700 à 750 saumons en moyenne par année

Les installations de Boralex qui permettent de cueillir le saumon dans les cages et de les transporter avec le camion-citerne en amont du barrage de La Pulpe. Photo: Site web La ZEC Saumon Rimouski

Le journal le soir s’est rendu sur les lieux afin de constater comment cela se passait. Dès notre arrivée, nous avons fait la connaissance d’un homme, Richard Sirois, qui collabore gracieusement à ce projet depuis quelques années déjà : « Le but est de permettre aux saumons de contourner le barrage électrique de Boralex. On va chercher le poisson qui entre dans une cage qui flotte au-dessus de la rivière. Ensuite à l’aide d’un treuil on prend la cage et on les transvide dans notre camion-citerne qui reçoit les saumons capturés temporairement. Ils sont ensuite transportés en amont du barrage La Pulpe qui se situe un peu plus haut dans la rivière Rimouski. Bon an mal an, on parle d’environ 700 à 750 saumons que l’on aide à franchir le barrage. Une petite année peut représenter 650 saumons et une année record plus 900 », de déclarer avec passion monsieur Sirois.

Saumon indigène versus saumon ensemencé

Vidéo prise au moment où le saumon est relâché en amont du barrage La Pulpe. Vidéo: Pierre Chassé, journal le soir.
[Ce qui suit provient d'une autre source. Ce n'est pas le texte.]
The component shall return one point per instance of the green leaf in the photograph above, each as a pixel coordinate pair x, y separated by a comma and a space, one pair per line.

Il peut y avoir plusieurs voyages de camion-citerne dans une journée. Lors de celui-ci, deux saumons allaient être relâchés en amont du barrage de La Pulpe. L’œil averti, monsieur Sirois nous indiquait: « Parfois, pour un seul voyage, on peut en avoir une dizaine, pour ce voyage, je n’en ai que deux de 80 centimètres pour 17 ou 18 livres chaque. Ça fait quand même de belles prises. On remarquera aujourd’hui que l’un d’entre eux a sa nageoire qu’on appelle « l’adipeuse » ce qui veut dire que c’est un saumon indigène alors que l’autre n’en a pas, dans ce cas, on parlera alors d’un saumon qui a été ensemencé jadis », explique-t-il.

Habitat agrandi de 20 kilomètres

Cela fait maintenant plus d’une vingtaine d’années que La ZEC Saumon Rimouski contribue à développer la population de saumons grâce, entre autres, à la collaboration de la Société Boralex qui fournit les installations nécessaires au transport des saumons en amont du barrage. Richard Sirois qui donne de son temps depuis plusieurs années à cette cause explique : « C’est beaucoup plus que juste le maintien de l’espèce, c’est son habitat qui est agrandi de presque 20 kilomètres depuis qu’on procède de cette façon. Je trouve que c’est une belle collaboration pour assurer l’avenir de cette belle richesse qu’est le saumon de l’atlantique », précise-t-il.

Plusieurs enjeux

Le potentiel salmonicole de la rivière Rimouski ne fait pas de doute, la ZEC Saumon Rimouski  a parfois fait la manchette au cours des années à cause d’enjeux qui devront être dénoués et maintenus à l’ordre du jour. Parmi ceux-là, la question du réchauffement climatique et son impact sur la reproduction de l’espèce. Les scientifiques qui suivent la situation de près ont déjà signalé que la rivière Rimouski est considérée parmi les chaudes au Québec avec des températures qui peuvent atteindre les 27°C.